Monday, Feb. 26, 1940
Candid Masks
When the Marquis de Lafayette paid his final visit to the U. S. in 1825, the hawk-nosed old hero was persuaded to sit for a new type of life mask, the invention of a young New York sculptor named John Henri Isaac Browere. From the mask Sculptor Browere made a widely .acclaimed bust. That gave him a grand idea: do the same by every American great and near great, get Congress to house his busts in a national gallery. Till he died of cholera nine years later, Browere worked busily toward his goal. But Congress never, built the gallery and Browere never got the money to turn his plasters to bronze. Discouraged, he left deathbed instructions that his busts should be stored for 40 years, until the nation learned to appreciate them. Ever since, with brief intervals, they have been weathering in a Catskill barn.

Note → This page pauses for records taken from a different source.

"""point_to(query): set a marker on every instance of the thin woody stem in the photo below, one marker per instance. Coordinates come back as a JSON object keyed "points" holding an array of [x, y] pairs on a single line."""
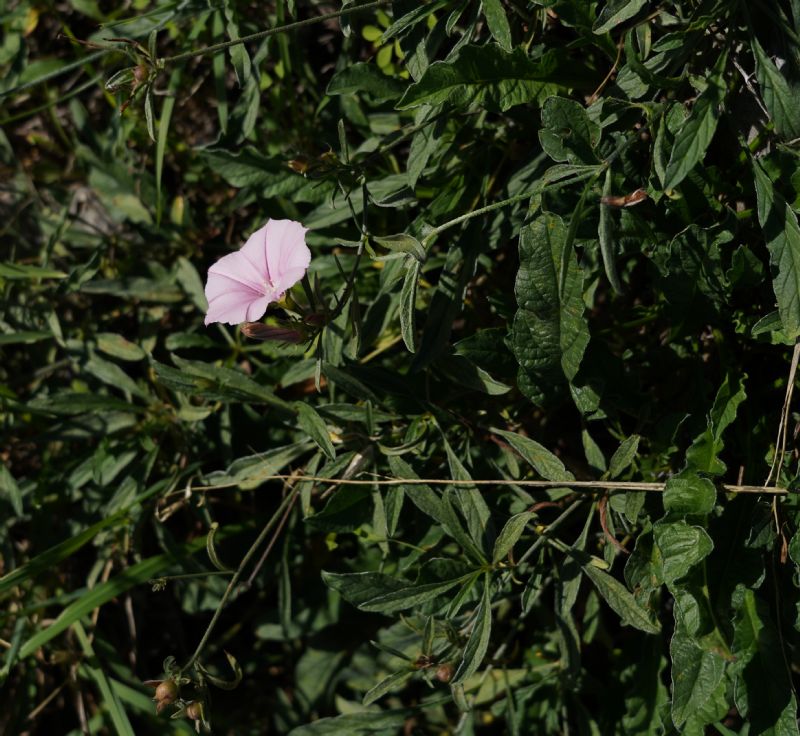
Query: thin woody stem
{"points": [[272, 31], [236, 576]]}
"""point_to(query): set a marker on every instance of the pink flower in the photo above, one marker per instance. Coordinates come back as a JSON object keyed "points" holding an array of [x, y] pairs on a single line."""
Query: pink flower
{"points": [[241, 285]]}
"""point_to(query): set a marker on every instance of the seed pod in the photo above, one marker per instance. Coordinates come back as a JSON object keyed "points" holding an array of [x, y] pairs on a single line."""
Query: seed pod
{"points": [[194, 710]]}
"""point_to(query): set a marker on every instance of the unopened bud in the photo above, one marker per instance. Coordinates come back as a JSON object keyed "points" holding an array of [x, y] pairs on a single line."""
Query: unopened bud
{"points": [[444, 672]]}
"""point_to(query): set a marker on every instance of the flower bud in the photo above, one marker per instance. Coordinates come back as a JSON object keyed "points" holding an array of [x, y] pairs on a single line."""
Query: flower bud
{"points": [[194, 710], [444, 672], [167, 692]]}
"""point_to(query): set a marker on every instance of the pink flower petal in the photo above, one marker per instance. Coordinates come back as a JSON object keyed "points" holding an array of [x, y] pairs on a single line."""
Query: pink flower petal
{"points": [[233, 269], [241, 285], [235, 307], [288, 255], [255, 252]]}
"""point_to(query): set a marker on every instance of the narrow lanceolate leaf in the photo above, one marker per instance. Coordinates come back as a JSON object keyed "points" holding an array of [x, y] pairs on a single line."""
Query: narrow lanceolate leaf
{"points": [[48, 559], [763, 690], [543, 461], [605, 233], [623, 456], [112, 702], [101, 594], [621, 600], [486, 76], [497, 20], [616, 12], [478, 642], [402, 243], [392, 682], [780, 99], [696, 674], [694, 137], [549, 334], [782, 233], [510, 534], [149, 115], [414, 595], [212, 550], [314, 426], [10, 491]]}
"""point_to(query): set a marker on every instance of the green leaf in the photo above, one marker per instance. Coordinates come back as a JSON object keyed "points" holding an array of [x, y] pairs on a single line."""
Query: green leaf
{"points": [[102, 593], [163, 129], [149, 115], [238, 52], [215, 382], [763, 689], [696, 674], [702, 456], [497, 20], [621, 601], [401, 243], [410, 596], [119, 347], [314, 426], [478, 642], [623, 456], [616, 12], [567, 133], [249, 472], [782, 233], [408, 304], [694, 136], [360, 587], [509, 535], [392, 682], [211, 549], [689, 494], [779, 98], [543, 461], [10, 491], [17, 271], [25, 337], [549, 334], [469, 376], [430, 503], [112, 702], [681, 546], [355, 724], [362, 77], [486, 76], [50, 558], [605, 234]]}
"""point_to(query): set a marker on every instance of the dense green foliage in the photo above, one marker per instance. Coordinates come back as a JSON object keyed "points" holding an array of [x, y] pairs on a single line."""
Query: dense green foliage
{"points": [[552, 240]]}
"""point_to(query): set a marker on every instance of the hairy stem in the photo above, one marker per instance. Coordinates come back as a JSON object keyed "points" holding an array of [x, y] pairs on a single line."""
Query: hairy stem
{"points": [[272, 31]]}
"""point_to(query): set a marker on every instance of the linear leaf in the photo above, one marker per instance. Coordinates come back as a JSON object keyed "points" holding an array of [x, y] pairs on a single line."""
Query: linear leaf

Last week, neatly dusted off, 20 of Sculptor Browere's busts were exhibited in Manhattan's plushy Knoedler Galleries. Their realism predates the candid camera by a century. Browere's exact method died with his son Alburtus, differed markedly from the usual life mask's heavy layer of plaster or clay applied while the subject is flat on his back. Like a modern lace-pack beauty treatment, it consisted of a series of light, quick-drying layers that could be put on while the subject sat at his ease. Thus beplastered for posterity were Thomas Jefferson's stern idealism, the Othello glare of youthful Tragedian Edwin Forrest (Orson Welles of his day), Dolly Madison's smile, the pinched, toothless jaws of 90-year-old John Adams, many another.
Naval Hero David Porter thought the process gave "a sensation both harmless and agreeable, producing a pleasant glow or heat somewhat similar to that which is felt on entering a warm bath." Less battle-hardened sitters found it as painful as primitive dentistry. "I was taken in by Browere," wrote Jefferson to Madison. "He suffered the plaster to get so dry that separation became difficult & even dangerous. He was obliged to use freely the mallet & chisel to break it into pieces and get off a piece at a time. These thumps of the mallet would have been sensible almost to a loggerhead."
This week Sculptor Browere's busts went museumwards at last. Financier Stephen C. Clark (who has spent a raft of his Singer sewing machine money on art) bought all 20, presented them to the New York State Historical Association. In a special "Hall of Life Masks" at the Association's museum in Cooperstown, N.Y., they will go on display next June, as the first event in Cooperstown's sesquicentennial celebration of its most famed native son, James Fenimore Cooper--one contemporary whose bust Browere never got round to making.